Concluir um artigo sobre o luto é quase tão difícil quanto concluir o próprio processo de luto se é que ele realmente se conclui. Após mais de 25 anos convivendo com a ausência da minha filha, aprendi que o luto não é algo que se resolve com o tempo, mas algo que se carrega, que se reinventa, que se acomoda em silêncios onde antes havia risos e cheiros. A saudade, que no início fere como faca, vai mudando de forma, mas nunca desaparece por completo.


A obra de Mary-Frances O’Connor me deu linguagem para aquilo que por tanto tempo foi apenas sensação. Ao ler que “o luto é o preço que pagamos por termos amado alguém” (O’Connor, 2022), senti que, enfim, alguém dizia o que eu carregava no corpo e na alma. Entendi que meu cérebro não era disfuncional por ainda sentir sua presença ele apenas estava tentando, incansavelmente, atualizar uma realidade insuportável: a de que alguém que amo profundamente não está mais aqui.

A neurociência, com sua precisão técnica, e a psicanálise, com sua escuta simbólica, me ensinaram que o luto não é uma doença a ser curada, mas uma experiência de amor em estado bruto. O sofrimento, nesse contexto, deixa de ser algo que envergonha para se tornar uma espécie de altar íntimo um espaço sagrado onde o vínculo continua existindo, mesmo sem matéria.


Mas não foram apenas os estudos que me ensinaram isso. Foi a experiência viva de ver minha filha sentada dentro do berço mesmo depois da sua partida, de sentir seu cheiro onde só havia ausência, de chamá-la por nome esperando uma resposta impossível. Foram esses momentos que a razão não explica, mas que o afeto sustenta que me mostraram que o luto é a forma que o amor encontra para continuar existindo quando não há mais abraço.

Hoje, ao escrever este artigo, sinto que dei um passo a mais na travessia. Transformar a dor em palavra, a memória em reflexão e a ausência em sentido foi minha maneira de honrar esse vínculo que o tempo não apaga. E se estas linhas chegarem até alguém que, assim como eu, sente que o mundo seguiu mas seu coração parou em algum ponto da história, desejo apenas que saiba: você não está só. Seu cérebro está tentando proteger o que o amor construiu. Seu luto não é um erro é um testemunho da profundidade com que você soube amar.

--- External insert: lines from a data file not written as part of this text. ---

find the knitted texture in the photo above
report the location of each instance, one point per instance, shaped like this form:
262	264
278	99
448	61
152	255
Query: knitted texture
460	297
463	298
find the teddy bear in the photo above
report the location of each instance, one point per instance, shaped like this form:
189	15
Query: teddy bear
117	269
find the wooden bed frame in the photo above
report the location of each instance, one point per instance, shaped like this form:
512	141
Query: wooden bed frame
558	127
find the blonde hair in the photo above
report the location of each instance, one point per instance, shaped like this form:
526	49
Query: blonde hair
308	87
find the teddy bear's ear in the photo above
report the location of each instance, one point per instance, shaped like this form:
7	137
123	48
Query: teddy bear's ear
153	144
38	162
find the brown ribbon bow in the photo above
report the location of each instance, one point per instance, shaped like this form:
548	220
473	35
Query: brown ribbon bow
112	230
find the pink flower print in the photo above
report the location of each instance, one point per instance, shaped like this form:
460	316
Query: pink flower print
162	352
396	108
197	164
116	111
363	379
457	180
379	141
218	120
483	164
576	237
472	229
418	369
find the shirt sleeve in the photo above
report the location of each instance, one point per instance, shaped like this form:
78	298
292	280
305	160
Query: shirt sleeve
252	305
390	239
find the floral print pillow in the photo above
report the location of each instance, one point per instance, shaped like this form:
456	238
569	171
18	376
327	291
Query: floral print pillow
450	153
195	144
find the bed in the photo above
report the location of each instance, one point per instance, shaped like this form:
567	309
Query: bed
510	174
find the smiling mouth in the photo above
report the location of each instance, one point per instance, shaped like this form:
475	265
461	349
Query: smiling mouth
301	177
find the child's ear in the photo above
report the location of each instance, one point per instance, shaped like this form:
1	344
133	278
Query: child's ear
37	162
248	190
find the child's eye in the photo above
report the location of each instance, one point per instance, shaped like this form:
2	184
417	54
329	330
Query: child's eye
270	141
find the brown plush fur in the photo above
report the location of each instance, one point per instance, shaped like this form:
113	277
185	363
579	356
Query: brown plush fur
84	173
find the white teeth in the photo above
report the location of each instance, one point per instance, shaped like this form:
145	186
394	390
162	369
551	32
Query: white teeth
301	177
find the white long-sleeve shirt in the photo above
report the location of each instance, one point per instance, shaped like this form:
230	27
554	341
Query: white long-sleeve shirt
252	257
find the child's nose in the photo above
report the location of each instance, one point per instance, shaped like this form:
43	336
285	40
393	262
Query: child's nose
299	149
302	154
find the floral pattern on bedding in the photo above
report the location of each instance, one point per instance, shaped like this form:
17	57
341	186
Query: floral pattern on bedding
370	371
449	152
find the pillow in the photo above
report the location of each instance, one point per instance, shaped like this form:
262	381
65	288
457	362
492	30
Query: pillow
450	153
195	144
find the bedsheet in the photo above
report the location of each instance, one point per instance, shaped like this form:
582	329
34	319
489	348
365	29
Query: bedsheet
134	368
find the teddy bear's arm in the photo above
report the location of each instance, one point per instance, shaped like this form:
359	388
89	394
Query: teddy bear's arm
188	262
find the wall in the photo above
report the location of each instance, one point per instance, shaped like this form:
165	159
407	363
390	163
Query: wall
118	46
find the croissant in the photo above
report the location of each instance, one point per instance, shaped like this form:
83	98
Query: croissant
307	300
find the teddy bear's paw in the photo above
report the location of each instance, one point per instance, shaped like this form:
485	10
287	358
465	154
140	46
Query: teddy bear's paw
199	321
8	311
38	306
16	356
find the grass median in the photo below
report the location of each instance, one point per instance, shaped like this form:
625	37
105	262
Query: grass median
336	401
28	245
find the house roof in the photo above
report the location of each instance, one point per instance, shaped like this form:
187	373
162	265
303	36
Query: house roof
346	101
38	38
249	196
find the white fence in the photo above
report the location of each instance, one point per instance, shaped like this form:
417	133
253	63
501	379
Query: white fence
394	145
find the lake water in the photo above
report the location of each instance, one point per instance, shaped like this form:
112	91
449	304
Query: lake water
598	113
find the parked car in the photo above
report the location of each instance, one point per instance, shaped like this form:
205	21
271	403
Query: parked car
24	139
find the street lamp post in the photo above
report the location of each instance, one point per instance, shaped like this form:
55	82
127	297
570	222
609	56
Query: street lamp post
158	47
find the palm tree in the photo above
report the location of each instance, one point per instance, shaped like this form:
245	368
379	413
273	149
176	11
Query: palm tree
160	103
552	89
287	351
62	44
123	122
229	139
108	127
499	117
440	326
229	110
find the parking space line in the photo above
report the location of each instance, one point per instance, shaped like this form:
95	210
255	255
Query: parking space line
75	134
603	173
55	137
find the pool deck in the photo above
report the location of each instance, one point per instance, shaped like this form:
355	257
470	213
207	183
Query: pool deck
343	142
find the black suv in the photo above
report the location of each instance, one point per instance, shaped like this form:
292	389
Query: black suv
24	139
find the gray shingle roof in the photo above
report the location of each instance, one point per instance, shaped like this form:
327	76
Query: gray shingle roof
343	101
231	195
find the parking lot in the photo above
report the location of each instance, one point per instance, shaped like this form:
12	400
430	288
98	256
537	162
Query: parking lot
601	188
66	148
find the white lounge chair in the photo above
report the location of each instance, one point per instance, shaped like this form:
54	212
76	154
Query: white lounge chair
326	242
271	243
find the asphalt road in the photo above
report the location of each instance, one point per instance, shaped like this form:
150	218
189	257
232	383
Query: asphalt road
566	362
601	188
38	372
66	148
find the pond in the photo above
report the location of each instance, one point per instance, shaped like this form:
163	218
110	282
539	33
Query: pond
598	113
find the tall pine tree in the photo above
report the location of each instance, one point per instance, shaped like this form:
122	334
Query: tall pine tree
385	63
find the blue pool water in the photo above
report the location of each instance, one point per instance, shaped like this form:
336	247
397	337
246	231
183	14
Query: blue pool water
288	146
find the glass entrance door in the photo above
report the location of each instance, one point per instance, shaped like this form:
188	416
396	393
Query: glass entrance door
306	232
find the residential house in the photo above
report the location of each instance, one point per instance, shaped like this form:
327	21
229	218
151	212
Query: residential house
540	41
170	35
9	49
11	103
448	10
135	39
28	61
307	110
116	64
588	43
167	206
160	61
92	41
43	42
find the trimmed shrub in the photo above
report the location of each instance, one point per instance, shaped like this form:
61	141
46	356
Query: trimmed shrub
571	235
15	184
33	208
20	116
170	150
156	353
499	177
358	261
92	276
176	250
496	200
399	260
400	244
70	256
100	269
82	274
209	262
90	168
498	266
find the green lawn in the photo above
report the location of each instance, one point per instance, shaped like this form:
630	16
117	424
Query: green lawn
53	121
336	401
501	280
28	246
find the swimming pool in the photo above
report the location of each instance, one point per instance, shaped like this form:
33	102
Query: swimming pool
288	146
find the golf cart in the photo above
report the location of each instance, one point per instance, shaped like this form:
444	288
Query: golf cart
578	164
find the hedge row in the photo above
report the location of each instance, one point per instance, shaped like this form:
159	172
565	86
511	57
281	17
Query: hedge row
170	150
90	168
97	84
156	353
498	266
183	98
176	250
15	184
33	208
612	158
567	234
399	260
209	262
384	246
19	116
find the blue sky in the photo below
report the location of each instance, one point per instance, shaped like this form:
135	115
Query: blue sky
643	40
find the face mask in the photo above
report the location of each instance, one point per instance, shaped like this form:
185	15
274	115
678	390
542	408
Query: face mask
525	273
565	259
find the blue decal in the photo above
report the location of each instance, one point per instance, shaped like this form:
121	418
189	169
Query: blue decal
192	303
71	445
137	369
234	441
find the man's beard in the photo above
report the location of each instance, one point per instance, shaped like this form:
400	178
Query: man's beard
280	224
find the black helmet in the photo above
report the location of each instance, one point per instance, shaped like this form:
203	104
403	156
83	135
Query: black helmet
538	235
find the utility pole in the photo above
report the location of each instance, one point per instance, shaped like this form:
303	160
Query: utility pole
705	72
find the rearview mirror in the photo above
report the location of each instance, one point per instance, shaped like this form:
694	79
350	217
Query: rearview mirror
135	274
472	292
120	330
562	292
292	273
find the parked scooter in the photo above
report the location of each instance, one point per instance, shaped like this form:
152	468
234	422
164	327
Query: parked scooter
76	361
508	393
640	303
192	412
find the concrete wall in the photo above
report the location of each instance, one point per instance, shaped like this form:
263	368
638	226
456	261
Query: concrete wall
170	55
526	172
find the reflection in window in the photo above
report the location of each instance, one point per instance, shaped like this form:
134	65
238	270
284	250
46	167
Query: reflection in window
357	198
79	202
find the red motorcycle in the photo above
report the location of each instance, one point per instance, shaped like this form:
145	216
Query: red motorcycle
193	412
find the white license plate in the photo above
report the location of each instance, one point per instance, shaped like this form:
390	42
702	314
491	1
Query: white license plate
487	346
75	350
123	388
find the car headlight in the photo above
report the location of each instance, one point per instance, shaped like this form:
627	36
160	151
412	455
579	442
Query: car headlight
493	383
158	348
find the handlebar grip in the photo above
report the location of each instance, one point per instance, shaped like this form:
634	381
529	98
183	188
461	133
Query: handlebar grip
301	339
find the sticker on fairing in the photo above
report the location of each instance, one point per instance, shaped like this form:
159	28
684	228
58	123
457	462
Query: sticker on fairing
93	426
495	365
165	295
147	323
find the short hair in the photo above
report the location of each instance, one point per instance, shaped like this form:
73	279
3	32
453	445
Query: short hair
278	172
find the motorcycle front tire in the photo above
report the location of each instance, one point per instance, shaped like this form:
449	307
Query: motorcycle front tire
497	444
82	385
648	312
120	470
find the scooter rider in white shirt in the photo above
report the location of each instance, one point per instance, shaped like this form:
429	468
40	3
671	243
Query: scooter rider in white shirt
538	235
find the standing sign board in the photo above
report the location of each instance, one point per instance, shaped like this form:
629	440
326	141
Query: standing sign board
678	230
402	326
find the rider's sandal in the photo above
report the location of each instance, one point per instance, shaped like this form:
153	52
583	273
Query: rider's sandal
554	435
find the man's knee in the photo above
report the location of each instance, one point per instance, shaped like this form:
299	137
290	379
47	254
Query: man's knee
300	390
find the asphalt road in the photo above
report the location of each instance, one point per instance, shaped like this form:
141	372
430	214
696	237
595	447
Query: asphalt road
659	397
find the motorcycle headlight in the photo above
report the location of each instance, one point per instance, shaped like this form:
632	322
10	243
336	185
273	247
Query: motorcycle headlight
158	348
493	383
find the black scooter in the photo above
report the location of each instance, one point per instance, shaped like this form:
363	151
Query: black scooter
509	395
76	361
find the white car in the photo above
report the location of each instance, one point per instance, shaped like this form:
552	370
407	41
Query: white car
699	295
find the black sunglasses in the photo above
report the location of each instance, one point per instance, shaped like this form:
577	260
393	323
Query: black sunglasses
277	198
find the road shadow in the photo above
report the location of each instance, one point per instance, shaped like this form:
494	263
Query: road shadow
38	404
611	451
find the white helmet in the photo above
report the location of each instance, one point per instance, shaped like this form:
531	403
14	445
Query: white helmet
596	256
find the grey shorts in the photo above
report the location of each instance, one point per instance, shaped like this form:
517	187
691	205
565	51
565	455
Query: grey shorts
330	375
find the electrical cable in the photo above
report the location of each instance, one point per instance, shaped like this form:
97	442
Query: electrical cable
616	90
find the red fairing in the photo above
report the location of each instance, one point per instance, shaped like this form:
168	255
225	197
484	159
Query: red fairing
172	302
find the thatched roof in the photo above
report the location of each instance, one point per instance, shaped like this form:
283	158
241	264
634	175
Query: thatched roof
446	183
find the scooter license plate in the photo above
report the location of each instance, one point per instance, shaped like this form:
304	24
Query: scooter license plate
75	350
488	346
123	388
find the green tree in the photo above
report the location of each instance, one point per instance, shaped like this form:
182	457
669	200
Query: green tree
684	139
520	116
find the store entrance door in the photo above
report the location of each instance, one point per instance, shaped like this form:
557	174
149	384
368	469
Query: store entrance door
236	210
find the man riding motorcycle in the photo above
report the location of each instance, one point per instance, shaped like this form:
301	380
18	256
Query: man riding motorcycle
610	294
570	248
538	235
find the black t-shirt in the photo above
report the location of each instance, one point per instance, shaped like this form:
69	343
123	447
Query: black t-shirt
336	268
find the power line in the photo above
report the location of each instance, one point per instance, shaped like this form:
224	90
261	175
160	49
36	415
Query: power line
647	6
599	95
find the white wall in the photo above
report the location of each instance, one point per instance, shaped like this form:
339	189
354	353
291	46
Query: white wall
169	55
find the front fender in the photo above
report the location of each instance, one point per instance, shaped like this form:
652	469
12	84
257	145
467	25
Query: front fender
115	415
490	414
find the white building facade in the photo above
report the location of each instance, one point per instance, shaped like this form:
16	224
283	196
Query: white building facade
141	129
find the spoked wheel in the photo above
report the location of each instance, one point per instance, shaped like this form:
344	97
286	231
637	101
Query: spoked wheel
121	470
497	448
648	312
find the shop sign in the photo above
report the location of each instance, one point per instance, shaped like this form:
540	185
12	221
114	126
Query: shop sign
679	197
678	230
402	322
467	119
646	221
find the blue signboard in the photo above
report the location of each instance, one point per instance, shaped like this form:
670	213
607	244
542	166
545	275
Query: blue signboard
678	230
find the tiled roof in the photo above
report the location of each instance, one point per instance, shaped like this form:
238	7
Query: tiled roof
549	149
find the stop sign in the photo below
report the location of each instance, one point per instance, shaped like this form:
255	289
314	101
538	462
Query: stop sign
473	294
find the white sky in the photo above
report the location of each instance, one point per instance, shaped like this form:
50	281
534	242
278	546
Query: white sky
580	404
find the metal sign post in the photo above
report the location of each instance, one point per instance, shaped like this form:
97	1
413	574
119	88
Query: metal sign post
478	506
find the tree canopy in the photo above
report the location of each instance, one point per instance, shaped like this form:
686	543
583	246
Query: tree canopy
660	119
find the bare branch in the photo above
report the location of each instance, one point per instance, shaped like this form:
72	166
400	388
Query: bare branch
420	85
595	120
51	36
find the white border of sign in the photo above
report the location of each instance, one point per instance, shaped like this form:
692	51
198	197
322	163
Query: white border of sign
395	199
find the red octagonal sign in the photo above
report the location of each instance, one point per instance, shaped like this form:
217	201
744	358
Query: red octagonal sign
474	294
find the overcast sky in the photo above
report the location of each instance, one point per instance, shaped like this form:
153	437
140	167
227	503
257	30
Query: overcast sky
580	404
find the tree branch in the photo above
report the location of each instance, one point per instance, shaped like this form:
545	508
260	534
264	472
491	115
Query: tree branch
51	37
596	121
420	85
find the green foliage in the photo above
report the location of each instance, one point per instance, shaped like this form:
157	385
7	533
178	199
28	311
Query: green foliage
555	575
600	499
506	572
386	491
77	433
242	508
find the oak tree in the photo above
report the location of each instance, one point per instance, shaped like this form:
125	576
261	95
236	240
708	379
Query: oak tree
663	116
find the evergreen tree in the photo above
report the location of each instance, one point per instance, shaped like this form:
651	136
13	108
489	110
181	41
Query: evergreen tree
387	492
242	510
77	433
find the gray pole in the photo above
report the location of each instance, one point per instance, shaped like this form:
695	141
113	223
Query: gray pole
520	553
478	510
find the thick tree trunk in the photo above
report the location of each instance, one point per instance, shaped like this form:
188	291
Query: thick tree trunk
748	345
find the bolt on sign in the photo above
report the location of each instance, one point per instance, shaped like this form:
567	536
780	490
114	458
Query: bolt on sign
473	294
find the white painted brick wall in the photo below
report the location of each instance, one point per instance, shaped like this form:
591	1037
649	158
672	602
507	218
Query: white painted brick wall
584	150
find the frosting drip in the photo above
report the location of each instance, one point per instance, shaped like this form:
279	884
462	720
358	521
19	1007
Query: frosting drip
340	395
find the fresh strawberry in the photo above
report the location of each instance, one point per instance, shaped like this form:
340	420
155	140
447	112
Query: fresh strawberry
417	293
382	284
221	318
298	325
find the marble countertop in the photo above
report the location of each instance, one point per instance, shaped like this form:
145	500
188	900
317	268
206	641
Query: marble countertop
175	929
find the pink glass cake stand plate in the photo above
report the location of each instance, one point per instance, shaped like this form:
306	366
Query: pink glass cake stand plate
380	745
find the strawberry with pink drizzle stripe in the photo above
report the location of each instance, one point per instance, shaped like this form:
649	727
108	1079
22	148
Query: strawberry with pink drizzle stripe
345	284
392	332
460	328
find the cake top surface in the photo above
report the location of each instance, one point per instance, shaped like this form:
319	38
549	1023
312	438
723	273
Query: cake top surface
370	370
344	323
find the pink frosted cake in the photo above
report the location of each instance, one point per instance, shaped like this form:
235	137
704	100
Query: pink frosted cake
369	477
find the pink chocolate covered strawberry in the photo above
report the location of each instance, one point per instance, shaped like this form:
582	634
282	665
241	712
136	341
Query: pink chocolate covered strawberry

Agradeço a minha filha Amanda por ter me presenteado com esse livro tão esclarecedor e profundo.


Artigo escrito pela psicanalista clinica Flora Dominguez


Referências:

O’CONNOR, Mary-Frances. O cérebro de luto: A surpreendente ciência por trás da dor da perda e o caminho da cura. Tradução de Ana Carolina Mesquita. Rio de Janeiro: Objetiva, 2022.

FREUD, Sigmund. Luto e melancolia (1917). In: FREUD, S. Obras completas. Volume 12. São Paulo: Companhia das Letras, 2010.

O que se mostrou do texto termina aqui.